Located in Melbourne’s Carlton North, the Lygon Street house by Foomann Architects is a project that enables communal living and provides affordable housing for the inner city. By embracing shared living, this build aimed to recreate the most appealing elements of communal living in a more sophisticated living environment. The location presently includes two separate structures that are connected by a common garden.
Due to the increasing cost of home ownership in the inner city, strategies to offset the cost through shared living arrangements are becoming increasingly common. The clients previously lived in shared houses with friends, so they wanted to create an atmosphere similar to those they experienced by adding more housing to the site.
A simple design has been chosen for the new house, keeping it in tune with the surrounding environment. This overall design theme is elevated by details such as the slanted walls and the use of different elements for contrast. Material choices for both the interior and exterior are simple; a white brick wall contrasts with dark corrugated skin.
The flexible and sustainable design makes the new building able to increase the density of the site, thereby reducing the footprint of each individual. There is the option of using the upstairs spaces as one or two bedrooms.
Despite its robustness (it could be used as a garage, after all), the downstairs space feels very livable. Insulation in the garage door enables it to be as effective as a living space.

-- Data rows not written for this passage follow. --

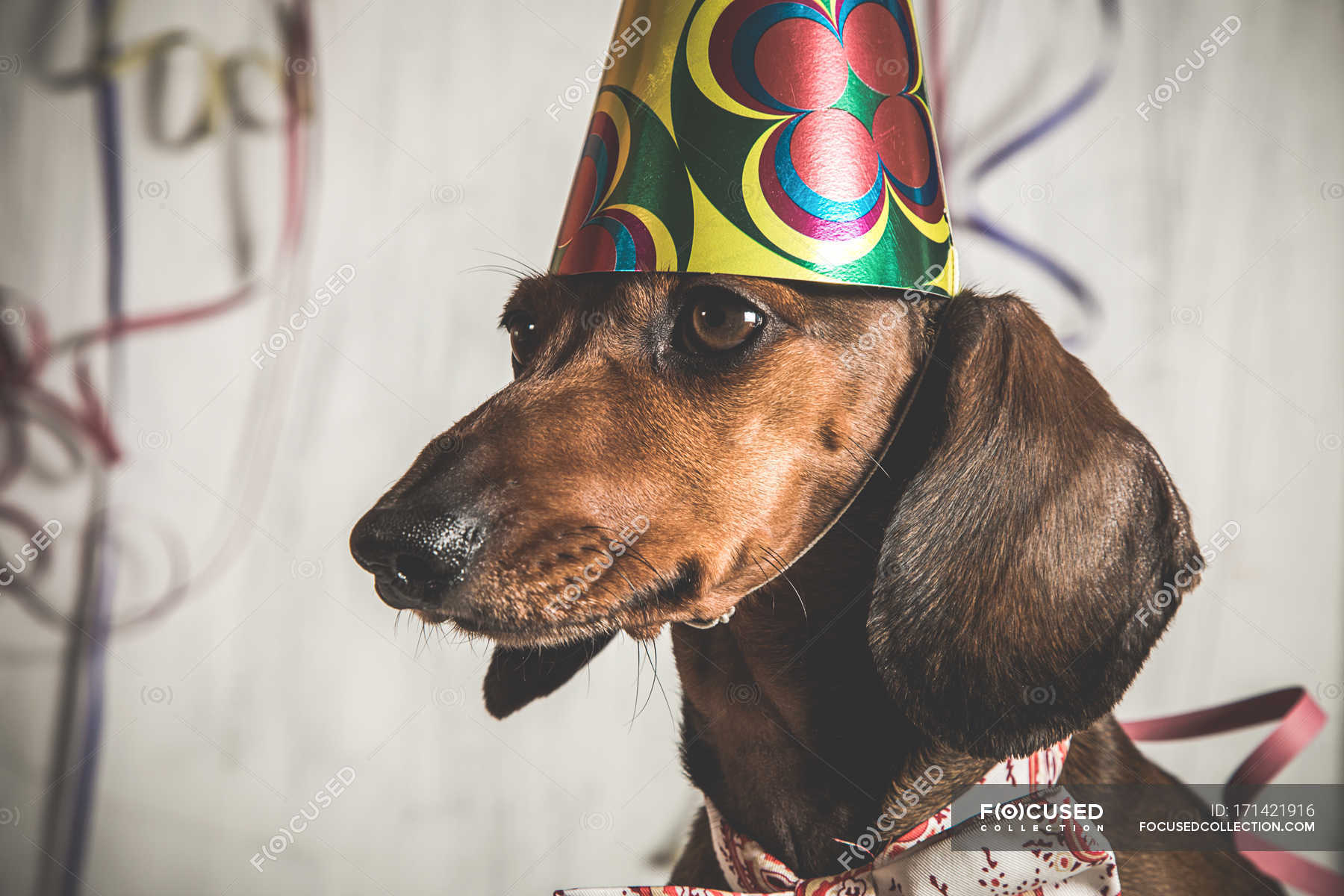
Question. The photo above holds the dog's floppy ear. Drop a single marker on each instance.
(517, 676)
(1015, 594)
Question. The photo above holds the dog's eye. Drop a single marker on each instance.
(523, 337)
(717, 320)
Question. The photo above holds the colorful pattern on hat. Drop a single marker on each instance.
(764, 137)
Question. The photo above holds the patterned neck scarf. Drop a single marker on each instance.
(933, 859)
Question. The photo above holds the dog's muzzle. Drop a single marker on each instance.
(417, 556)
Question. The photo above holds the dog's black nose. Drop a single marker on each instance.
(416, 555)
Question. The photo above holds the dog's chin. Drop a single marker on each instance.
(530, 635)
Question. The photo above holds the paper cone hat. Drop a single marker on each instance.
(762, 137)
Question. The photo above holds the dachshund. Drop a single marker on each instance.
(915, 511)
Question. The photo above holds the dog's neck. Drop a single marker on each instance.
(788, 729)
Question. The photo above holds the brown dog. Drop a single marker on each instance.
(675, 448)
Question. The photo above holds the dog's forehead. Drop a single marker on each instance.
(553, 294)
(645, 293)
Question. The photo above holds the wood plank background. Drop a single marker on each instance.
(1211, 233)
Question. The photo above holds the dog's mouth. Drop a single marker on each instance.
(526, 621)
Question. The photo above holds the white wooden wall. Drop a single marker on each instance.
(1211, 233)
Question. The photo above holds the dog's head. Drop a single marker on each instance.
(672, 442)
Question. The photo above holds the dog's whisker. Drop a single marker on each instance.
(784, 575)
(870, 457)
(523, 265)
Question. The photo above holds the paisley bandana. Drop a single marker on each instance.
(934, 859)
(784, 139)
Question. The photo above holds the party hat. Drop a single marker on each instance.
(765, 137)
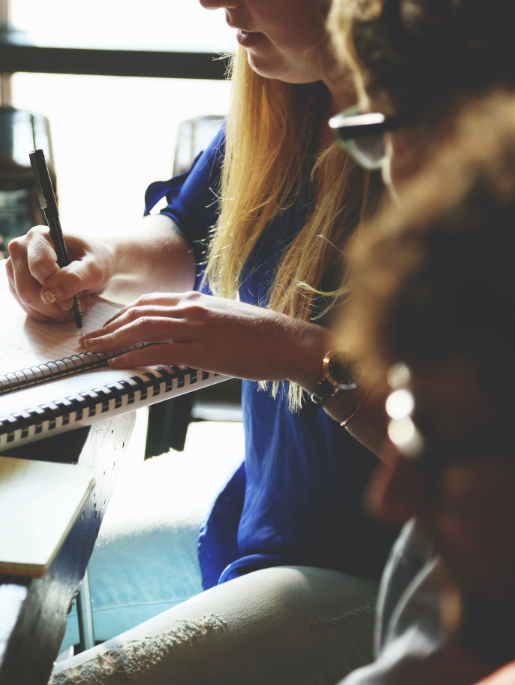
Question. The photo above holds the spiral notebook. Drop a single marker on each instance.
(49, 385)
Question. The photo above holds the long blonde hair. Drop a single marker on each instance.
(272, 130)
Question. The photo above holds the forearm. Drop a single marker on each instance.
(151, 257)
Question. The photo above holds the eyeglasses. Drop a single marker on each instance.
(433, 454)
(361, 134)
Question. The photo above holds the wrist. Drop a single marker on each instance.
(306, 359)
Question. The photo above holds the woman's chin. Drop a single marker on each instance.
(277, 69)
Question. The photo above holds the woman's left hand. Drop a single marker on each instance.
(214, 334)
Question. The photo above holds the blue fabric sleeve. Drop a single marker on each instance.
(193, 197)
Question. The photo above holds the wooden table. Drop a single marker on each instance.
(33, 611)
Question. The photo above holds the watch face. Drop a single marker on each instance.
(342, 369)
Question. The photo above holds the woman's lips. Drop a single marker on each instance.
(248, 39)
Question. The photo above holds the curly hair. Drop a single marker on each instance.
(436, 278)
(427, 56)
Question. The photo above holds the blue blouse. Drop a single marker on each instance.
(298, 496)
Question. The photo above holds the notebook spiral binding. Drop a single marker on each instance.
(158, 382)
(55, 370)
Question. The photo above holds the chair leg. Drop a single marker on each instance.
(85, 615)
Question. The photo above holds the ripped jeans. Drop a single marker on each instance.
(284, 625)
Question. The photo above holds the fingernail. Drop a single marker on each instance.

As opposed to many other basements, this one lacks fixed joinery, making its use as versatile as possible.
An existing step in the garden between the two buildings provides seating but could be utilized to create a border in the future if more autonomy is needed.
Both of the houses share a backyard, which is a great place for the residents of both households to socialize and interact. The clever experiment gives us a glimpse of what we may see in the future – an economical, robust building that highlights communal living while being low-impact.